Segundo o sindicalista, a decisão desta sexta-feira deve impactar em outros processos similares, que correm na Justiça do Trabalho pelo País. "Em janeiro, já temos um outro julgamento do mesmo tipo, após denúncia similar do Ministério Público, que abarca o iFood", afirma Santos.

Decisão deve ser revogada, diz advogado

Para Luiz Antonio dos Santos Junior, sócio da área trabalhista do escritório Veirano Advogados, a sentença desta sexta-feira deve ser revogada na segunda instância.
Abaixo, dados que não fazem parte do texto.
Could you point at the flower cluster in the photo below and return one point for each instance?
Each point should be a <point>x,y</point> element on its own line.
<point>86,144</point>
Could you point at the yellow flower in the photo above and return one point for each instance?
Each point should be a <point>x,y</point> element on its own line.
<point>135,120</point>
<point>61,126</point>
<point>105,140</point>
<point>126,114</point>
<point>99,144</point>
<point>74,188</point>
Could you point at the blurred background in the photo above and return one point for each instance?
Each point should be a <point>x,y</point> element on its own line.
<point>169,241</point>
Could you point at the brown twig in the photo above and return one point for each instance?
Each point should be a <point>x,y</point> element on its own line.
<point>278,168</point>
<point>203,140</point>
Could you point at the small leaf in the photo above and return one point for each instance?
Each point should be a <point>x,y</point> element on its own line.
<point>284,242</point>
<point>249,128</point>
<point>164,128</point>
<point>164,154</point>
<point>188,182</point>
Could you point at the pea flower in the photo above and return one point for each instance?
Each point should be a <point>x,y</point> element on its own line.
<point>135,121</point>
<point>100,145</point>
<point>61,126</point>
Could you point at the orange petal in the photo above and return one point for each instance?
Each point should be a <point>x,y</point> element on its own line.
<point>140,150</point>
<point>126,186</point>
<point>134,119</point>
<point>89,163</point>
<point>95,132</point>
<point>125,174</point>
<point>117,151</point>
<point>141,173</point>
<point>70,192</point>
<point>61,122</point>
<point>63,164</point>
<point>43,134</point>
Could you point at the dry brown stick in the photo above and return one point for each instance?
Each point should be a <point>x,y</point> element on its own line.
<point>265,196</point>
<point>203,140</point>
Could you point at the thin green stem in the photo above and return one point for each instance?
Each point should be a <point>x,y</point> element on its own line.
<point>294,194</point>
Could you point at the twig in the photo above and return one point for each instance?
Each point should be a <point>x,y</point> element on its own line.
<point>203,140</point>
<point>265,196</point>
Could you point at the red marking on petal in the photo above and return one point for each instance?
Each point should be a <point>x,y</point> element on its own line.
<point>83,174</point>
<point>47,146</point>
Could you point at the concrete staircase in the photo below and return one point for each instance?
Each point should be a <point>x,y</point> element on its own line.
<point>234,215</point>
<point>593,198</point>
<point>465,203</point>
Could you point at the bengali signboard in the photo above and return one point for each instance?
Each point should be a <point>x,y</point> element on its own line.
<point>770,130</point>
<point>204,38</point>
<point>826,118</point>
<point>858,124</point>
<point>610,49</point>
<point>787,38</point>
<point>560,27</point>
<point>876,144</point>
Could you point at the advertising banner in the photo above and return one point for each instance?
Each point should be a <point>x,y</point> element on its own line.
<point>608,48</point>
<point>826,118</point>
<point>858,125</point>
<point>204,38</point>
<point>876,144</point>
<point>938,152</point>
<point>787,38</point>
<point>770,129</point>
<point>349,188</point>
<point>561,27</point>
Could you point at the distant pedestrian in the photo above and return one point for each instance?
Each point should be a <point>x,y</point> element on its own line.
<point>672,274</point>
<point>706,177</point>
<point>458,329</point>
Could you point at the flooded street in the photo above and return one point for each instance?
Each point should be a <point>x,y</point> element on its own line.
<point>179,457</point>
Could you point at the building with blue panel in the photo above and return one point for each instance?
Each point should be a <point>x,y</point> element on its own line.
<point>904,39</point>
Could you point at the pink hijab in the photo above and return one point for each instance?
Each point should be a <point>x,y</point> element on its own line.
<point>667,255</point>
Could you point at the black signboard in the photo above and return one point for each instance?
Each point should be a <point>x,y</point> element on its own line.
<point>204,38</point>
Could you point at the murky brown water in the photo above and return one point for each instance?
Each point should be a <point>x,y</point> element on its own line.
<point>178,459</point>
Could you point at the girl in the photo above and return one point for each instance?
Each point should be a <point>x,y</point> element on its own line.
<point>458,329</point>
Segundo ele, ações parecidas, mas individuais - protocoladas, por exemplo, por entregadores - geralmente trazem definições diferentes, mesmo na primeira instância. "Na maior parte das setenças, as definições são favoráveis à livre iniciativa dos empresários", diz o especialista, para quem a decisão da Justiça praticamente inviabiliza o trabalho da empresa.

Loggi lamenta

Em nota, a Loggi diz lamentar a decisão da Justiça e afirma que vai procurar reverter a sentença em instâncias superiores. A empresa afirma que "continuará gerando renda para milhares de entregadores, clientes e movimentando a economia brasileira".

Segunda a Loggi, "as novas tecnologias vieram para promover a aproximação de profissionais liberais com pessoas interessadas na contratação, proporcionando maior geração de renda, oferecendo oportunidades que não existiam anteriormente".

Ainda em nota, a empresa diz que tem conversado com as autoridades, com o objetivo de explicar o modelo de negócios que pratica. "Em modelos de negócio que promovem a inovação, é natural que haja dúvidas sobre como eles funcionam. Desde outubro de 2018, a empresa tem dialogado com o Ministério Público do Trabalho e os demais órgãos responsáveis, esclarecendo as dúvidas acerca do funcionamento de sua plataforma", destaca.

Empresa vale US$ 1 bilhão

Em julho deste ano, a Loggi ingressou no time das unicórnios, como são chamadas as empresas de tecnologia que têm valor de mercado a partir de US$ 1 bilhão. 

Existem dez empresas brasileiras nessa categoria, sendo a 99, que também faz entregas, uma delas. 

A Loggi ganhou o status após confirmar ter recebido uma nova rodada de investimentos de US$ 150 milhões, liderada pela empresa japonesa SoftBank e pela Microsoft. Fundos estrangeiros, como GGV, Fifth Wall e Velt Partners, também participaram do aporte, que avaliou a empresa em exatamente US$ 1 bilhão. 

Ao todo, a Loggi já levantou seis rodadas de aportes, cuja soma chega a US$ 295 milhões. Entre os investidores da empresa, há ainda fundos como Monashees, Kaszek Ventures e Qualcomm Ventures. Entre os clientes da empresa, estão grupos como Samsung, Mercado Livre e Dafiti.